François Robin : « Avec Mathias Delplanque, une grande liberté de jeu »

A quand remonte le travail sur cette création L’Ombre de la bête ?

Je travaille depuis 2006 sur la création sonore autour de la veuze. C’est donc une ligne artistique de près de vingt ans. J’ai appris la musique avec un grand musicien qui est aussi luthier, Thierry Bertrand. J’ai eu envie d’être confronté à la fabrication de l’instrument, travailler avec des outils de luthier. J’ai posé des capteurs, j’ai modifié les matières, le cuir, le bois, j’ai cherché des nouvelles sonorités et des modes de jeu.
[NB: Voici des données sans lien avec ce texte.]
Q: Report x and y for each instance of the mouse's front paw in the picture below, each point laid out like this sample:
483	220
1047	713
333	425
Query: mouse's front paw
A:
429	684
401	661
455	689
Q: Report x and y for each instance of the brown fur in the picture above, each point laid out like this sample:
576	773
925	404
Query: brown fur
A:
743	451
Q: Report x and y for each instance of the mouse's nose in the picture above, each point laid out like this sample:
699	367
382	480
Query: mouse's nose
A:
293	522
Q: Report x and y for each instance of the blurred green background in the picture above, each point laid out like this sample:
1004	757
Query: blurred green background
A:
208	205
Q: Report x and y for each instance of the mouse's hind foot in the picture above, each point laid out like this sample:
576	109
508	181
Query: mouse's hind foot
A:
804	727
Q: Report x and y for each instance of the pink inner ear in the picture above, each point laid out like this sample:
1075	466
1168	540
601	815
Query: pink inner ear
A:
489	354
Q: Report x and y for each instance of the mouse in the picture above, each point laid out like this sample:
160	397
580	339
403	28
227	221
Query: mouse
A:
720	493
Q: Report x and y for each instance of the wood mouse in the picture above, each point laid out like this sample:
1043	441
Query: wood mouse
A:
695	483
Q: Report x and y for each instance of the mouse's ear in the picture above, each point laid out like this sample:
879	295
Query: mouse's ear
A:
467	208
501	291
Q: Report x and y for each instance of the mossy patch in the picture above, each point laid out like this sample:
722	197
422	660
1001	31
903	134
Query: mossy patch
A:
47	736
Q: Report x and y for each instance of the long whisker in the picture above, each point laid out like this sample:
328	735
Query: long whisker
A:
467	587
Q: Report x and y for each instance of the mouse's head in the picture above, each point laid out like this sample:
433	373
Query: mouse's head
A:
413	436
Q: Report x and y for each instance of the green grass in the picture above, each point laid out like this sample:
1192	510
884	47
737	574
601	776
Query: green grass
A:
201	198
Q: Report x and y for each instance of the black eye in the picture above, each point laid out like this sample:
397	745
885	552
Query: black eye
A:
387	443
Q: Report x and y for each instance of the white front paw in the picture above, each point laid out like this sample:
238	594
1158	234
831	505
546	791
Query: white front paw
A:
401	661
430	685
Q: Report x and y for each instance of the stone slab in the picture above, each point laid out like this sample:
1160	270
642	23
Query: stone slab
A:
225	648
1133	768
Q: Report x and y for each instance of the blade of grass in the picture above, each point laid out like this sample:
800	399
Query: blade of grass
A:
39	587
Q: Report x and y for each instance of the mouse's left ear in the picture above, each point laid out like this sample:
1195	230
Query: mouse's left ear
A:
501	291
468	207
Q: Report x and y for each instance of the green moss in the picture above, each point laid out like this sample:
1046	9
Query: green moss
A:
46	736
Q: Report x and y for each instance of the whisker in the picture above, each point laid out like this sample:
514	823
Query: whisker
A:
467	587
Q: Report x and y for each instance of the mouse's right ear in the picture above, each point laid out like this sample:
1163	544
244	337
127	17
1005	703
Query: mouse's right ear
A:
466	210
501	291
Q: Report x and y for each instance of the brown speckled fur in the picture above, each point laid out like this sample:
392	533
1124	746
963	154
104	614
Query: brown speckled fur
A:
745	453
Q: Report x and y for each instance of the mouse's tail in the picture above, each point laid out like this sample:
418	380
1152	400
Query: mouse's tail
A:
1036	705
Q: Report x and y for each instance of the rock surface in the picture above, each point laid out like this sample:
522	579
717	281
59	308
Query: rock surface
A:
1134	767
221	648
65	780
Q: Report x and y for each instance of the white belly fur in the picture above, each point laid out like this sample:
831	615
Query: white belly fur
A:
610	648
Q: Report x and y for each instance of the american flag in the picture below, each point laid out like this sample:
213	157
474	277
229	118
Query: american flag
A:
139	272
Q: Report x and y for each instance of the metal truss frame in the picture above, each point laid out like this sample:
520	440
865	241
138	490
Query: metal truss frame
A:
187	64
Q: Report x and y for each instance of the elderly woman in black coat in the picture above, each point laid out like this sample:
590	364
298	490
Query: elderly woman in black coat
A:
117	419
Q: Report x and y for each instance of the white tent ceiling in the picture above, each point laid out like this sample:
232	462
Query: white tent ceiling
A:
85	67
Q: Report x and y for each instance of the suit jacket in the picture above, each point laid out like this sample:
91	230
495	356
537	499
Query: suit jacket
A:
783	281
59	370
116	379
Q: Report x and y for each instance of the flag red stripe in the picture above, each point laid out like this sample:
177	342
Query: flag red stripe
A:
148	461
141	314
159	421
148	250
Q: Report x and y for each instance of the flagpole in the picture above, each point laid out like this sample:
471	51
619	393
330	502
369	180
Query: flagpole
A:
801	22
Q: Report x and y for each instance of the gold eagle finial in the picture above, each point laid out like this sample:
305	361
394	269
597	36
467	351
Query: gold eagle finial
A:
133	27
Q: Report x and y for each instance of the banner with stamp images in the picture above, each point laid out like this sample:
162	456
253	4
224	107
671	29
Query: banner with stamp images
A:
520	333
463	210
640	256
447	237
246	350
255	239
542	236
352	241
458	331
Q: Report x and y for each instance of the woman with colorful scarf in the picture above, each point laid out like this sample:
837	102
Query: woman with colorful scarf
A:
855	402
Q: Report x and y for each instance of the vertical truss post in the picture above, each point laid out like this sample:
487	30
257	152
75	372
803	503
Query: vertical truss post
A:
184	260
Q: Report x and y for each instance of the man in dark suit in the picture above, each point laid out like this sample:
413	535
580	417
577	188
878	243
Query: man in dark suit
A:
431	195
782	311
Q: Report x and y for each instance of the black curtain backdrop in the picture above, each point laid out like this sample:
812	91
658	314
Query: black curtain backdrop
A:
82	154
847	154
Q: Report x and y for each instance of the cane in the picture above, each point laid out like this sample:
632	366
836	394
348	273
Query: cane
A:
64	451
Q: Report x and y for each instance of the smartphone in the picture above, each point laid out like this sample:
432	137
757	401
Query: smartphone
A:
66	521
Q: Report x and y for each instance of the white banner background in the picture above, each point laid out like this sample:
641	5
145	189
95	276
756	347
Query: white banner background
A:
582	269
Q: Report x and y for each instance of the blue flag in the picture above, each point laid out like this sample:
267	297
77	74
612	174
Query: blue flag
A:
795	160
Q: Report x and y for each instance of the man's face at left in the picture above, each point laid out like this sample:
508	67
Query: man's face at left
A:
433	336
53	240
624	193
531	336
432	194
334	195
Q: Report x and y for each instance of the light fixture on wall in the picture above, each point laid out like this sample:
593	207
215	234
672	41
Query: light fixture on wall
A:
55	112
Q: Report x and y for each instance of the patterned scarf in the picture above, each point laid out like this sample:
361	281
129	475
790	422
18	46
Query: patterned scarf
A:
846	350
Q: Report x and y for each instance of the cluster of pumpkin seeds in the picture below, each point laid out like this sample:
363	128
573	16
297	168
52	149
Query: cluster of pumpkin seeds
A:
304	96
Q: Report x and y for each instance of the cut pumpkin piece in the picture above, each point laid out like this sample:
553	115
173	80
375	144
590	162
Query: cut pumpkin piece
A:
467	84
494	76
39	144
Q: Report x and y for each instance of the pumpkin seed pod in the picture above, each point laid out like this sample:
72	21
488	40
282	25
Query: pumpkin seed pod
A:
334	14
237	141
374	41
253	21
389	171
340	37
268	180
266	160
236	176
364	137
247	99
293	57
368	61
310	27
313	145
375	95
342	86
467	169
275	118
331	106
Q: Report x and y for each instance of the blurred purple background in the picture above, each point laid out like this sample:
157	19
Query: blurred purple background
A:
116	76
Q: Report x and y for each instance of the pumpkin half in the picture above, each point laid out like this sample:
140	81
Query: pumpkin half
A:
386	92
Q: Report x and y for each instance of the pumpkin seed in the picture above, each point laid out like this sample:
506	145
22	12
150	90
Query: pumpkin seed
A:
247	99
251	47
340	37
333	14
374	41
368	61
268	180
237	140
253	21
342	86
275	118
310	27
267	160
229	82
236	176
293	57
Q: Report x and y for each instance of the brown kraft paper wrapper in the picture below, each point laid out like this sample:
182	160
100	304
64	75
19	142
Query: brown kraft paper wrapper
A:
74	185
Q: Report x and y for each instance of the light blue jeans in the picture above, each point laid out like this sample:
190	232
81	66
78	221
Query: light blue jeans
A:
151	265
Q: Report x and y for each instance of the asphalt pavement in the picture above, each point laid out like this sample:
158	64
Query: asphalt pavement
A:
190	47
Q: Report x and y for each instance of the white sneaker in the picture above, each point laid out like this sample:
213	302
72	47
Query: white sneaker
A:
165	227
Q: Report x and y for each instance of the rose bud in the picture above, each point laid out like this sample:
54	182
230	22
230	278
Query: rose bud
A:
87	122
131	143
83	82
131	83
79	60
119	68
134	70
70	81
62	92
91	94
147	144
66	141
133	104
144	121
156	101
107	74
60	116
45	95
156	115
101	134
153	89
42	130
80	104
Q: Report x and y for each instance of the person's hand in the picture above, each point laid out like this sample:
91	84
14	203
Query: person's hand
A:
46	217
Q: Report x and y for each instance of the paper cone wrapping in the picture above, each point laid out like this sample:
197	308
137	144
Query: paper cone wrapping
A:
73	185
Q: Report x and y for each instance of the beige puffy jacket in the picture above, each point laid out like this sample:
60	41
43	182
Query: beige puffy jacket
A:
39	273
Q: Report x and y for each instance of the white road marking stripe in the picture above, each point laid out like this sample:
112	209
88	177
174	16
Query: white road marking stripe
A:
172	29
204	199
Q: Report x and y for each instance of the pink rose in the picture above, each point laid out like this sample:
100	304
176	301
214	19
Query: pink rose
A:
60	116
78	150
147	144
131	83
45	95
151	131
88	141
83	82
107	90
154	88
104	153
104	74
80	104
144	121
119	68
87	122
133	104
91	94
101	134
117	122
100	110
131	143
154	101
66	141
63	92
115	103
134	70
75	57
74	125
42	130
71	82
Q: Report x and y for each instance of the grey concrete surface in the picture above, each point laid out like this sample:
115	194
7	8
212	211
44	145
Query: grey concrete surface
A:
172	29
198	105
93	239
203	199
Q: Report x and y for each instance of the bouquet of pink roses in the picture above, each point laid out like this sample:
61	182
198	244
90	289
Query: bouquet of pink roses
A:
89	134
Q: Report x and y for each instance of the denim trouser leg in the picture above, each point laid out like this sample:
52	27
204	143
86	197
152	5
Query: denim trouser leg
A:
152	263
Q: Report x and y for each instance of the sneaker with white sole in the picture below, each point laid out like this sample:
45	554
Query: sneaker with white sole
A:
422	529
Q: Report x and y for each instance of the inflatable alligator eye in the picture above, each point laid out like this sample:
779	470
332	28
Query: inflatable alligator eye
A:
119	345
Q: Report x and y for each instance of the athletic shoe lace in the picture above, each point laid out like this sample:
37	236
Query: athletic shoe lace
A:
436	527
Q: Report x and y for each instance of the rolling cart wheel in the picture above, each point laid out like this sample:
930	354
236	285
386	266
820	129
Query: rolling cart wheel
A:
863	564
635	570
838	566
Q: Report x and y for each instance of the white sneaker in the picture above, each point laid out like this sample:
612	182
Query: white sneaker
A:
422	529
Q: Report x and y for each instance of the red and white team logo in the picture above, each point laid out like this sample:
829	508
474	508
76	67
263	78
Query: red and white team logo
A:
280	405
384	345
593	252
Plusieurs créations ont été comme des temps de recherche sur cette ligne-là : Trafic sonore avec Youn Kamm, Les Allumés du chalumeau avec Ronan Le Gourrierec, Freedom for pipes avec Erwan Keravec, Souffler dans un violoncelle avec Erwan Martinerie, La Circulaire avec Sylvain Girault et Erwan Hamon

En 2019 j’ai eu envie de travailler avec Mathias Delplanque qui est un producteur et un musicien touche à tout, quelqu’un qui un gros bagage en musiques électros. Je me suis dis j’arrête de toucher aux machines. J’ai voulu me recentrer sur les instruments acoustiques et confier le travail de traitement du son à quelqu’un capable de le faire en temps réel.

 

Qu’est-ce qui vous plait chez Mathias Delplanque ?

 

Il est vraiment libre pour jouer. Les machines avec lui sont vivantes, pas que programmées. Il a mis en place un dispositif qui lui donne beaucoup de liberté dans le jeu. Ce n’est pas évident, car on peut vite tomber dans la programmation. Là, j’ai quelqu’un qui me répond.

 

Comment compose-t-on dans ces conditions ? Avec la veuze sous le bras et une feuille ?

 

Pas beaucoup de feuilles. Je viens des musiques de tradition orale. Mathias aussi a ce rapport là à la musique. Il est né en Afrique, a écouté beaucoup de musiques du monde. J’arrive avec des bouts de thèmes que j’avais un peu puisé dans des musiques de jeu vidéo des années 90. Ce sont des amorces et j’ai fait évoluer les thèmes. Les phrases sont simples et permettent d’ornementer, de varier. C’est une méthode proche de la tradition. Et Mathias applique les rythmiques, l’orchestration et il fait du sampling en direct.

 

Vous ne jouez pas d’autres cornemuse que la veuze, pourquoi ?

 

La veuze, pour moi, est familiale. C’est mon instrument de cœur et de territoire. Je viens du marais breton-vendéen. Une des zones où on a joué la veuze le plus longtemps. Mon père en joue toujours et il a ramené l’instrument à la maison. Elle est limitée pourtant : on n’a qu’une octave, c’est une cornemuse plutôt puissante et des fois cela pose problème, mais j’essaye de pallier par autre chose. J’ai quand même une gaïda bulgare que j’aime bien, mais que je ne joue pas sur scène.

 

Comment sont venus le doudouk et le violon ?

 

Le doudouk m’a tapé dans l’oreille il y a une quinzaine d’années. Grâce à Sylvain Barou j’ai pu m’initier et avoir de bons instruments. C’est proche de la cornemuse, c’est à bourdon, c’est du son continu, modal, très ornementé. Et sa sonorité est incroyable ! Il apporte des nuances et permet de jouer d’autres répertoires. Le violon est mon premier instrument d’enfance. Je l’ai repris quand j’avais 18 ans, mais je n’en jouais jamais sur scène.